Environment: Red Hat Enterprise Linux 6.0
I am trying to get the mdce service on worker nodes to communicate with the mdce service on the head node. When running the admincenter on ANY node, I can connect to everyone, but can only see the number of cores on the node which I am currently on. Further, the MDCE Status reads "running" on the current node and "unavailable" on all other nodes. When I attempt to start the MDCE Service I receive
"Error on machine cerebro: The MATLAB Distributed Computing Server is already running. Use nodestatus to obtain more information."
Because, obviously, the service is running from a previous attempt. Stopping and restarting the services does not help.
When I run
nodestatus -remotehost <currentnode>
everything looks fine. When I run
nodestatus -remotehost <anyothernode>
I receive a series of java exceptions that ends with
"java.net.NoRouteToHostException: No route to host"
The lack of connectivity with nodestatus and the GUI occurs whether I use the computer aliases or the local IP addresses or the remote IP addresses.
I have confirmed that all nodes can communicate with each other using ping and traceroute. In addition, I have confirmed that ports 27350 through 27355 are open on all nodes.

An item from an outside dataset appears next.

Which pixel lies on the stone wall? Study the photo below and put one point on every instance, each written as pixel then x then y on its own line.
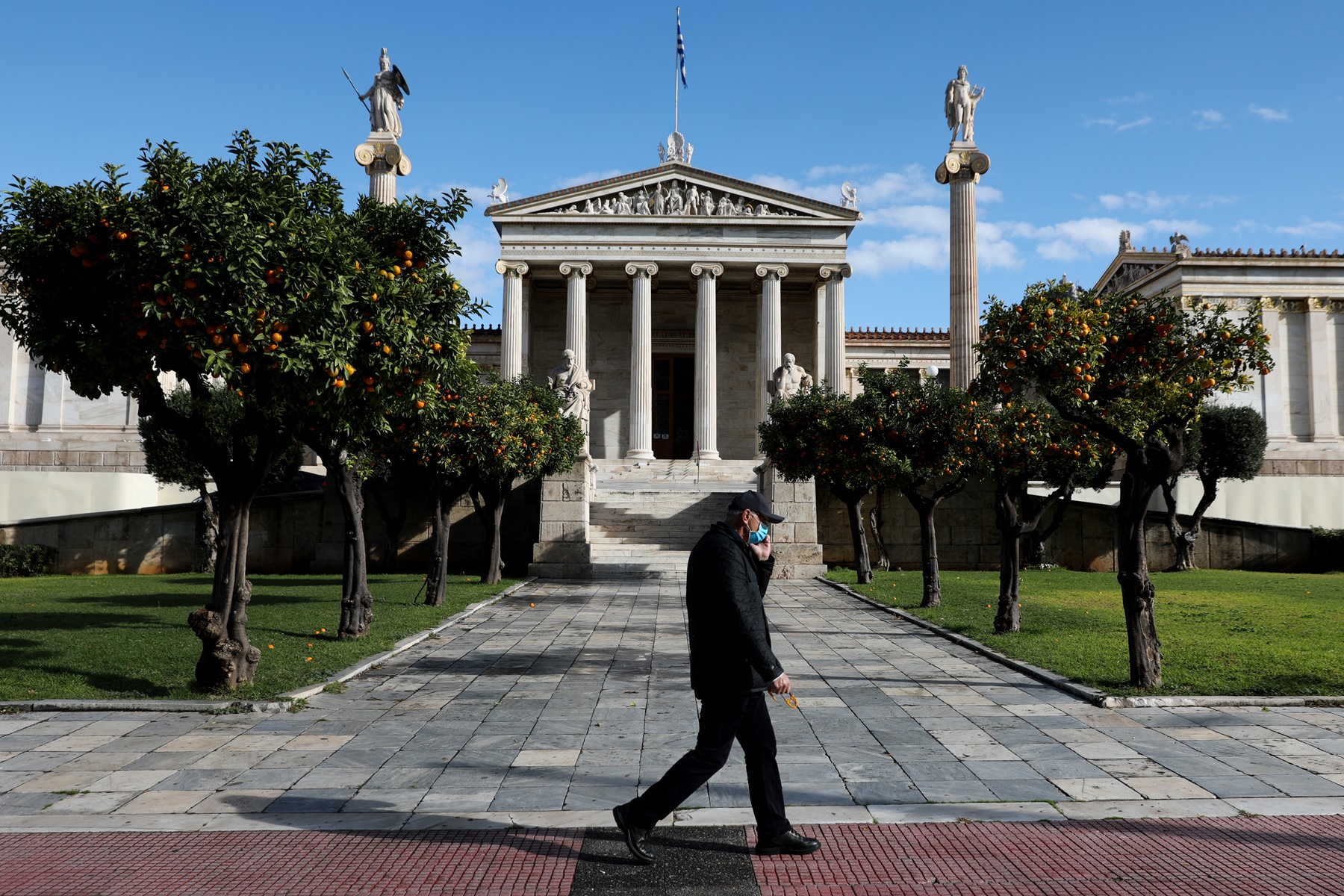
pixel 1086 541
pixel 299 534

All services are being run as root.
In the Admin Center, there is a "Test Connectivity" test under the "Hosts" menu. Does that come back clean?
It sounds like there is something missing in name resolution:
You can also pass the "-infolevel 2" flag to the nodestatus command. It will tell you the ports that the job manager and workers are using.
You might want to try turning off the firewalls temporarily to see if the port range is too restrictive or something else is "off". I've definitely encountered a fat-finger issue with iptables that caused issues similar to what you are seeing.